Hubunganku dengan keluarga dan teman-teman mendadak serupa rujak dan gado-gado—rumit. Atau sebenarnya, aku saja yang membuatnya “berisik” karena ingin menjauh dari semua orang.
Ayah dan ibu datang ke Jogja sekian kali hanya karena aku tak mau pulang, sementara aku menghindari tempat bertemu dengan kawan-kawan terdekat hanya karena—entahlah—mungkin aku merasa terlalu sedih, terlalu memalukan, terlalu bodoh, dan terlalu naif, sampai-sampai aku bakal maklum kalau-kalau mereka menertawaiku setiap hari.
Rasanya, hidup jadi jauh lebih aman dengan menepi ke sudut bangunan yang kutemukan tidak sengaja, lengkap dengan suara musik klasik serta segelas es kopi yang—kalau kamu memesannya dengan kentang goreng—harganya sekitar 38 ribu rupiah.

Seseorang bilang, ketakutanku bisa saja menjadi kenyataan karena serupa sugesti. Tiap kali mengingatnya, aku bisa merasakan nyeri yang luar biasa di dadaku—bahkan sampai detik ini.
Aku pernah mendengar teori yang mirip begitu, juga apa yang orang bilang sebagai “semesta mendukung”, tapi aku heran kalau ada orang yang mengira bahwa aku menginginkan ketakutan itu jadi nyata.
Maksudku, bukankah ada perbedaan antara ketakutan, feeling, dan kebutuhan akan konfirmasi atas apa yang terlihat di depan mata? Kadang-kadang seseorang hanya butuh jawaban dan penjelasan—lengkap dengan ketegasan, tentu saja—bukan sebuah simpulan yang menyatakan bahwa ia ingin sesuatu benar-benar terjadi hanya karena ia mengira ada hal yang belum ia ketahui.
Ayolah, kamu tahu maksudku.

Sampai tulisan ini diselesaikan, umurku sudah 27 tahun 2 hari karena sekarang sudah pukul 1 dini hari, 1 Mei 2019. Masih banyak teka-teki yang jauh lebih rumit daripada sekadar tes psikologi di akun Instagram yang memaksa kita memilih satu gambar dari empat pilihan untuk ditaksir kepribadiannya.
Di perjalanan 26 menuju 27, kepalaku kadang sakit, kadang tidak, dan—lebih absurd lagi—alergi dingin yang kukira sudah mati bertahun-tahun lalu kini hidup lagi dengan berjaya.
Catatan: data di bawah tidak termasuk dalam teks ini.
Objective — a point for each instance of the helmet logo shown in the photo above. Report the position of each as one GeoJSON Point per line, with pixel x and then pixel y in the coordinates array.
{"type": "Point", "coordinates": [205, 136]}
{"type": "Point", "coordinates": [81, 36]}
Aku pernah terserang alergi pembalut dan jatuh pingsan saat mengikuti latihan olahraga. Aku melakukan yoga beberapa minggu di hari libur, juga berlatih sendiri memetik gitar untuk melodi “Romance de Amor”—yang kata seseorang seharusnya tidak kulakukan terlebih dulu, tapi aku bosan belajar kunci dasar sendirian yang selalu berujung dengan frustasi karena aku begitu putus asa setiap kali sampai di kunci B minor.
Aku bertekad berhenti begadang, tapi mendadak aku sadar aku ada di fase yang sama seperti tahun lalu: ketakutan setengah mati untuk tidur karena setiap bangun nanti ada perasaan tercekat dan sontak menangis deras.
Aku kadang lupa bersikap lurus karena kepalaku penuh pikiran aneh dan beberapa kali aku harus menahan diri tidak menabrakkan kepala ke tembok kamar.
Dan yang lebih menyedihkan, kadang-kadang aku tidak bisa mengingat betapa melelahkannya setahun belakangan ini—aku justru kembali memupuk ketakutan dan harapanku sendiri di waktu bersamaan, lalu berdoa atas kemungkinan-kemungkinan yang kuanggap baik, tapi entah bagaimana dampaknya di kemudian hari.
Sudahlah, Lia, hentikan dulu.
Jangan lupa pulang dan tidur dengan nyenyak.